Doch die Stämme sind seit jeher janusköpfige Wesen. Im Irak haben sie immer wieder beides getan: Terroristen unterstützt und Terroristen bekämpft. Ohne sie hätte Isis das Land nicht überrennen können. Ohne sie wird es kaum möglich sein, den Terror einzudämmen.

Das ist schon einmal gelungen: Als von 2005 an im Irak Al-Kaida-Gruppen im Widerstand gegen die amerikanische Besatzung die Oberhand gewannen, schlossen sich sunnitische Stammesführer unter dem Namen Sahwa ("Erwachen") gegen die Terroristen zusammen. Der Oberkommandierende US-General David Petraeus handelte die Allianz der Stämme aus, die den 2006 bis 2008 tobenden Bürgerkrieg maßgeblich eindämmte. Die Stammesführer ließen sich diesen Dienst von Petraeus allerdings teuer bezahlen.

Nun paktieren dieselben Stämme mit Isis, einem Ableger von Al-Kaida, der durch seine Schlagkraft und Brutalität die ganze Region in Schrecken versetzt. An der Frage, ob sie aus dieser Allianz wieder herauszulösen sind, wird sich die Zukunft des Iraks entscheiden.

Das Bündnis der Stämme mit den Terroristen hat eine lange Vorgeschichte.
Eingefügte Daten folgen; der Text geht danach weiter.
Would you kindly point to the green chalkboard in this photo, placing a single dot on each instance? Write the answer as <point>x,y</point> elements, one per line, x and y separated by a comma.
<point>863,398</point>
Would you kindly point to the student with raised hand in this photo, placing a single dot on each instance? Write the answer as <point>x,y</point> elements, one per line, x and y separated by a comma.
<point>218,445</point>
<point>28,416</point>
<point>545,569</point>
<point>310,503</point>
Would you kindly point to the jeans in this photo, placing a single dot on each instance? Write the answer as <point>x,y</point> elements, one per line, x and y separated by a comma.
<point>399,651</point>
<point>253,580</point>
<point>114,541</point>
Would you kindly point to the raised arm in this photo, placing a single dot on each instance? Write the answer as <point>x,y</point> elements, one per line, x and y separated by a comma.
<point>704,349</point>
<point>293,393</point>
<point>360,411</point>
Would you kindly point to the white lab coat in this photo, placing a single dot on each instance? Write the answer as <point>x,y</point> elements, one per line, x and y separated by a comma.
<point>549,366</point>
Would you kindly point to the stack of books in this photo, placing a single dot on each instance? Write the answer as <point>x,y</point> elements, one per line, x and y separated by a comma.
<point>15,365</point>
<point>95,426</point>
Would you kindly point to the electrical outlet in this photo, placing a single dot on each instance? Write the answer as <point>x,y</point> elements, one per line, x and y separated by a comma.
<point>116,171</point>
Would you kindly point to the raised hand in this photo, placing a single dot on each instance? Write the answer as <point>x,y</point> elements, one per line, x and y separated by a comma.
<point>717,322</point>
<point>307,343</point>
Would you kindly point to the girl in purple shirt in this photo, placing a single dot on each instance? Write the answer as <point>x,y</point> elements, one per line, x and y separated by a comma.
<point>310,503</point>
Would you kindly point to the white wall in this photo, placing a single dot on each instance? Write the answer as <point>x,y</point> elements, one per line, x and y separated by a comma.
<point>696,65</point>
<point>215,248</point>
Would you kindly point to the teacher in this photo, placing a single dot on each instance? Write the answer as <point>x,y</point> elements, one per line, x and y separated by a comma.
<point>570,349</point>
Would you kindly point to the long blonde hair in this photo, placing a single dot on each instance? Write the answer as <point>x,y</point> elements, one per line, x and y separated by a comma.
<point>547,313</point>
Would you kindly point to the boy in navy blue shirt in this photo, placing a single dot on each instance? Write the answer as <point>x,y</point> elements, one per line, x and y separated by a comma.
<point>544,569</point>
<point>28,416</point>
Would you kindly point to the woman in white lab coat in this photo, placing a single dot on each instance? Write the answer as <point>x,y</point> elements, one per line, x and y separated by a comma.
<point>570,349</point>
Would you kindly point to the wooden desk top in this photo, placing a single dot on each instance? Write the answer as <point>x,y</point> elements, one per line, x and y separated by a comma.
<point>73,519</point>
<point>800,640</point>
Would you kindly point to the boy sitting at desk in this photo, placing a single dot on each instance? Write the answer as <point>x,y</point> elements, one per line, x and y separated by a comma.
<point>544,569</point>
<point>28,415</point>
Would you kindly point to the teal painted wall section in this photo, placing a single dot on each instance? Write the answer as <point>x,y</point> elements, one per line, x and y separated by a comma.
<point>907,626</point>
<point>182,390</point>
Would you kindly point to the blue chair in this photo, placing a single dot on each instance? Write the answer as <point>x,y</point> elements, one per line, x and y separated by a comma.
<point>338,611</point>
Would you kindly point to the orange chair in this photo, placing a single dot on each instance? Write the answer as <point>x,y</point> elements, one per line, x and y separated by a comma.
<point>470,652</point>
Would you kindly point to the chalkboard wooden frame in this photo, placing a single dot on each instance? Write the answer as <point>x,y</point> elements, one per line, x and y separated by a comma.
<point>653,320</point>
Ohne das Versagen der Regierung in Bagdad ist sie nicht zu verstehen. Im Dezember 2012 entstand in den sunnitisch dominierten Städten Ramadi und Falludscha eine Protestbewegung gegen die Zentralregierung des schiitischen Ministerpräsidenten Nuri al-Maliki. Die Sunniten demonstrierten friedlich für mehr Rechte. Sie forderten politische Teilhabe, Jobs und Bildungschancen. Al-Maliki warfen sie vor, einen Schiitenstaat im Irak errichten zu wollen. Die Forderungen blieben unerfüllt, die Demonstranten errichteten Protestcamps. Al-Maliki ließ die Camps mit Gewalt durch die Armee räumen. Es gab Tote und Verletzte.
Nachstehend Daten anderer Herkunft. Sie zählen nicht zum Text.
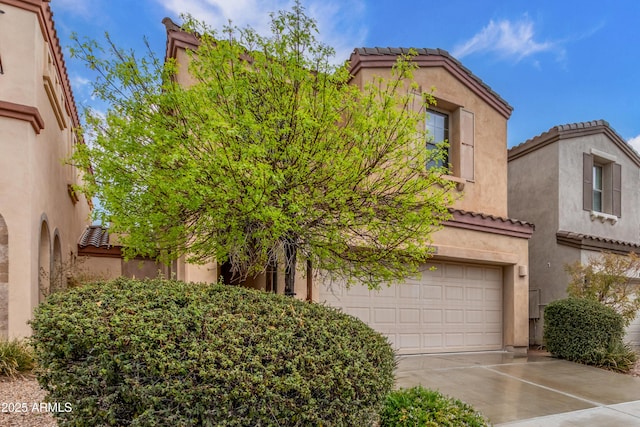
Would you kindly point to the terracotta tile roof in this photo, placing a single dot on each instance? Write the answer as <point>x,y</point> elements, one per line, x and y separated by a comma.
<point>95,235</point>
<point>596,243</point>
<point>491,217</point>
<point>573,130</point>
<point>489,223</point>
<point>422,55</point>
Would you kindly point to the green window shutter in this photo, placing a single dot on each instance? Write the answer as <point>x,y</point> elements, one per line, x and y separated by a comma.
<point>466,145</point>
<point>587,181</point>
<point>617,190</point>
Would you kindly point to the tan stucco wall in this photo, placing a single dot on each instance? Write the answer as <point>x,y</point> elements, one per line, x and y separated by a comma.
<point>487,192</point>
<point>32,177</point>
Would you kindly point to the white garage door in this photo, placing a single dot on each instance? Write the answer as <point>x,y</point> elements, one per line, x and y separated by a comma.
<point>448,307</point>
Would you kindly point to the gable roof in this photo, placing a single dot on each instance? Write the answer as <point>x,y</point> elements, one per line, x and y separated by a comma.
<point>379,57</point>
<point>573,130</point>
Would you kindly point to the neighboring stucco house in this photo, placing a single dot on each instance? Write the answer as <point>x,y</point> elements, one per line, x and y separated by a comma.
<point>41,217</point>
<point>476,296</point>
<point>579,184</point>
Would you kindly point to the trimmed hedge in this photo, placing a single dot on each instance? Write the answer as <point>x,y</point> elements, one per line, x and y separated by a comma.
<point>16,356</point>
<point>582,330</point>
<point>163,352</point>
<point>420,407</point>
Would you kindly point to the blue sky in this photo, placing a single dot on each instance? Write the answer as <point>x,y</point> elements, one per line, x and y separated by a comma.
<point>555,62</point>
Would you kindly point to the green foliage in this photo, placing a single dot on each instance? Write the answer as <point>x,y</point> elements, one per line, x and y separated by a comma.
<point>268,145</point>
<point>607,279</point>
<point>419,407</point>
<point>162,352</point>
<point>618,356</point>
<point>586,331</point>
<point>15,356</point>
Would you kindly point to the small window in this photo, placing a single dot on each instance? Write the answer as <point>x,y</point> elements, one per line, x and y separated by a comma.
<point>437,124</point>
<point>597,188</point>
<point>602,186</point>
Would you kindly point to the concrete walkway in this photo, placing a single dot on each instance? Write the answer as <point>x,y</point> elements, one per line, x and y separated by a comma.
<point>534,390</point>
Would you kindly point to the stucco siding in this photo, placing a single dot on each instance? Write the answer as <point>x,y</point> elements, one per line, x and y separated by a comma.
<point>572,216</point>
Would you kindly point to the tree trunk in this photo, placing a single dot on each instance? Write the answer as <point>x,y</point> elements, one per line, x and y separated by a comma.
<point>290,252</point>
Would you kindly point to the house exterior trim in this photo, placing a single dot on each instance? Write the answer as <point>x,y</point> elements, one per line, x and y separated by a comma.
<point>22,112</point>
<point>489,224</point>
<point>386,58</point>
<point>595,243</point>
<point>45,18</point>
<point>178,39</point>
<point>573,130</point>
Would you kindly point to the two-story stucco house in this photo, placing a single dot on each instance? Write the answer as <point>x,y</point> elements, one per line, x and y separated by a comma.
<point>41,217</point>
<point>578,183</point>
<point>473,295</point>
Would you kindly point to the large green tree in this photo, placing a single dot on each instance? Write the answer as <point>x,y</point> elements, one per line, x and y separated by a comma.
<point>272,152</point>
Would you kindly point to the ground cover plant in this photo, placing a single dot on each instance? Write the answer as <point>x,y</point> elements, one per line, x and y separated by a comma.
<point>16,356</point>
<point>162,352</point>
<point>420,407</point>
<point>586,331</point>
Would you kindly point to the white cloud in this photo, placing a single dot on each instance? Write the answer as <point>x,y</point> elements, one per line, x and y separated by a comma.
<point>339,21</point>
<point>635,143</point>
<point>505,38</point>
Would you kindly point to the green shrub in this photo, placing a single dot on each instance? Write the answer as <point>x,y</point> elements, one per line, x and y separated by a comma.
<point>585,331</point>
<point>619,357</point>
<point>15,356</point>
<point>420,407</point>
<point>163,352</point>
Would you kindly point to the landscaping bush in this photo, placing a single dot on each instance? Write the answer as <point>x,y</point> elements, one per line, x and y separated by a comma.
<point>586,331</point>
<point>419,407</point>
<point>15,356</point>
<point>163,352</point>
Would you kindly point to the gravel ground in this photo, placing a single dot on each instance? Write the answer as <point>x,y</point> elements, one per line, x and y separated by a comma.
<point>20,400</point>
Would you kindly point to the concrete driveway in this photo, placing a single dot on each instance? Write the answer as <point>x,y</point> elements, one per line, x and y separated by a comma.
<point>534,390</point>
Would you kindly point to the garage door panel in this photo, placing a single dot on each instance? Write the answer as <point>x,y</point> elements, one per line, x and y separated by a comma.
<point>384,315</point>
<point>456,307</point>
<point>474,273</point>
<point>409,291</point>
<point>453,271</point>
<point>410,316</point>
<point>453,292</point>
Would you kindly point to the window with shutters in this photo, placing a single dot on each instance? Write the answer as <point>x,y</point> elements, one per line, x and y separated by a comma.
<point>602,178</point>
<point>454,125</point>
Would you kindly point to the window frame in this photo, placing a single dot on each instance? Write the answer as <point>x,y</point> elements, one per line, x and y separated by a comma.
<point>611,186</point>
<point>432,144</point>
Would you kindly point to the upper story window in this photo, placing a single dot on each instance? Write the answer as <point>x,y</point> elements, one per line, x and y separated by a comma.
<point>597,188</point>
<point>602,186</point>
<point>438,132</point>
<point>456,126</point>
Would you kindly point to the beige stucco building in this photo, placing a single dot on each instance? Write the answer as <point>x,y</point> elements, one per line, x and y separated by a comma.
<point>473,295</point>
<point>578,183</point>
<point>41,217</point>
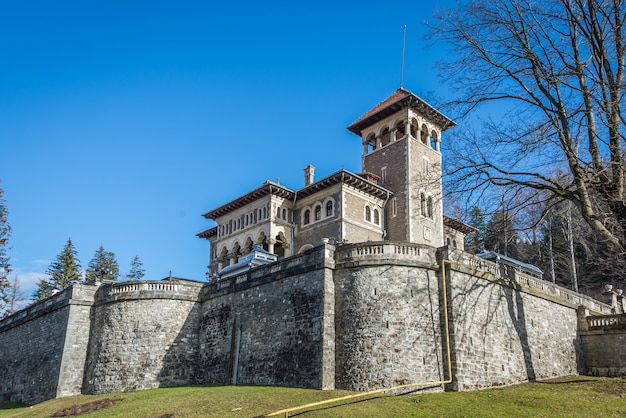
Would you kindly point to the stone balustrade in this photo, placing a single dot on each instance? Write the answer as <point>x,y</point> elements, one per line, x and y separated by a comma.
<point>149,289</point>
<point>544,286</point>
<point>617,321</point>
<point>380,251</point>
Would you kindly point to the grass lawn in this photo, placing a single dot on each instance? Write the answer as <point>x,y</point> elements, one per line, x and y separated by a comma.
<point>579,396</point>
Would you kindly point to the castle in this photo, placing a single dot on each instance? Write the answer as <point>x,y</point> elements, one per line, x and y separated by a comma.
<point>396,197</point>
<point>356,281</point>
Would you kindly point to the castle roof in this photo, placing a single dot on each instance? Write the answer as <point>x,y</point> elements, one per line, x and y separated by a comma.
<point>398,100</point>
<point>269,187</point>
<point>458,225</point>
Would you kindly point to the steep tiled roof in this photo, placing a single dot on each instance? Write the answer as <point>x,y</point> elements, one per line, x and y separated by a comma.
<point>458,225</point>
<point>400,99</point>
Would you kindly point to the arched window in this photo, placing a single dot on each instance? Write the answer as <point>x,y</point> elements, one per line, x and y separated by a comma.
<point>400,130</point>
<point>430,206</point>
<point>386,136</point>
<point>424,135</point>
In dieser bereits aufgewühlten Situation begannen die Isis-Kämpfer im Januar 2014 in die Provinz einzusickern und sie Schritt für Schritt zu übernehmen. Emir al-Suleiman bestätigt, dass sein Stamm mit anderen an Isis’ Seite gegen die Regierung kämpft.

Al-Suleimans Duleimi-Clan profitiert wegen der Nähe seiner Stammesgebiete zu Syrien, Jordanien und Saudi-Arabien immer schon von der grenzüberschreitenden Gewalt. Unzählige Entführungen mit Lösegeldzahlungen gingen schon zu Zeiten des Al-Kaida-Terrors auf das Konto der Duleimi, auch Schutzgelderpressungen und Erhebungen von Wegezoll. Am Grenzübergang nach Jordanien kontrollierten Duleimi-Mitglieder zeitweise die Ausweise und erhoben willkürliche Gebühren. Gut möglich, dass sie auch jetzt wieder an der Grenze stehen und Geld kassieren, unter dem "Mäntelchen der Isis-Terroristen", wie der Emir das nennt. Voraussetzung für jede Lösung sei der Rücktritt Al-Malikis. "Erst wenn er weg ist, verjagen wir auch Isis", sagt Al-Suleiman.